And it’s really ideal because at that time Taylor and I had already been dating for a couple of years and I was trying to figure out how I’m going to make my life work with his really bizarre, extreme lifestyle of living out of a suitcase and in a hotel, and balancing that with the nine-to-five where I’m working on PST time felt really impossible to me. Everything that I did online was very organic and authentic; I didn’t really have any motive outside of posting content and having fun with it.
What has been the driving force behind your content creation as a tennis girlfriend on tour (most of the time)?
The last couple of months I worked with Wimbledon in an official capacity by hosting Wimbledon Threads, which was a fashion lifestyle show for them, and I am starting to do some more official work in the tennis world. The last two years my goal has been to bring a younger audience to tennis because when I first started posting content there was no one in the tennis world posting content like me. There were no partners on tour who were posting anything similar, no one giving that behind-the-scenes look from this sort of Gen-Z perspective on TikTok. So that’s something I’ve been doing the last two years, as well as bringing back fan spectator fashion to the sport. Wimbledon has always been really great about that, but I think for a lot of other tournaments people just dress casually.

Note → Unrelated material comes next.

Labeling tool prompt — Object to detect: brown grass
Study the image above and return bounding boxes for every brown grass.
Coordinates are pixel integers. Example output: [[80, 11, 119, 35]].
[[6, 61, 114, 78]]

How do you see your brand evolving over time?
I think what’s so great and fun about sporting events is obviously the sport, but what I focus my content on is everything around the sport—the food, the fashion, the lifestyle, the travel. I’m interested in branching out into other sports that I don’t necessarily feel are entirely catering to female fanbases. I think sports are having a big moment for the female fan right now. The Taylor Swift and Travis Kelce thing, for example, and just how many brands are interested in sports right now. I want to kind of capitalize on that opportunity and just keep pursuing exactly what I’ve been doing because it’s something I’ve been interested in from the start. I went to the Super Bowl this year with some brands and that was really cool.
What’s in store for you and Taylor in the near future?
I think I’m going to do the Paris Olympics this year and go make content about all the summer sports. Taylor is playing in the Olympics there and I think that will be a really cool content opportunity and a once-in-a-lifetime experience.